The Kanawha County Ambulance Authority and the county commission are working out an agreement to expand the hours of a clinic at the ambulance authority and accommodate the county's employees and their dependents.
"We are just looking to expand on [the existing clinic], offer it to family members and expand our hours and availability that the clinic is open," said Monica Mason, director of education for the ambulance authority. "In doing that, we're looking to partner with the county commission to work with their employees and family members as well."
The ambulance authority has operated a clinic for its employees for the past two or three years, administrator Larry Cole said.
Cole said the clinic started as a furtherance of the relationship that medical directors have with their paramedics.
"We just put in an infirmary and the original intent was to take care of our folks and their families and also to manage and control our [workers] comp costs, because our comp rates are high," Cole said. "They're like every other ambulance service in the world."
The clinic treats episodic and acute care issues, Cole said.
Cole said the county's clinic would run much like the City of Charleston Employee Wellness Center, located on Morris Street.
The ambulance authority recently applied to the West Virginia Healthcare Authority for a certificate of need for the expansion of the clinic, which will cost $255,000, according to the application. The amount is for renovations including installing an elevator to make the clinic compliant with the Americans with Disabilities Act and to buy medical equipment. The renovations have already been done, Cole said.
The county and the ambulance authority is still working out the details, including what the county would pay in order to have its employees use the clinic, county manager Jennifer Herrald said. Herrald and Cole said officials hope to have the clinic accessible to county employees by the end of the year. Herrald said county employees will be able to use the clinic instead of going to an urgent care or emergency room to see a doctor.

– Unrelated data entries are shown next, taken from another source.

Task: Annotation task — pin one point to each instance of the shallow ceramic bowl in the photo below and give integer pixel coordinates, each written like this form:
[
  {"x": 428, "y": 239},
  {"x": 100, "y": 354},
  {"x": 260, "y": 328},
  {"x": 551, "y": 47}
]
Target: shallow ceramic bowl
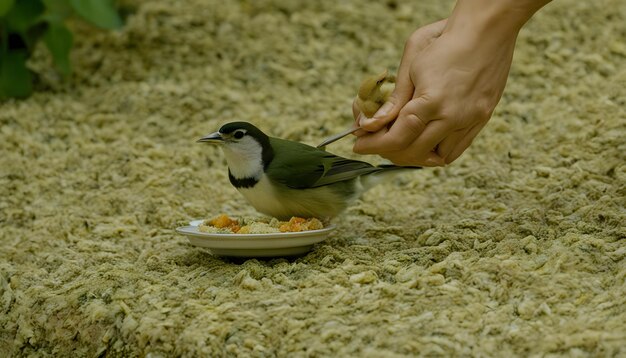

County employees will have to pay for some medications, but the goal is that they won't have to pay for further out-of-pocket costs, Herrald said.
Herrald said the county anticipates saving a "substantial amount" on health insurance costs by using the clinic. The county has more than 500 full and part-time employees, all of which will have access to the clinic, Herrald said.
The ambulance authority has been doing the county employees' annual wellness exams, which are required for employees who are on the county's health insurance plan, for the past three years, Herrald said.
Herrald said the wellness exams with the ambulance authority have run smoothly and she thinks, based on that, the employees will like have the clinic available to them.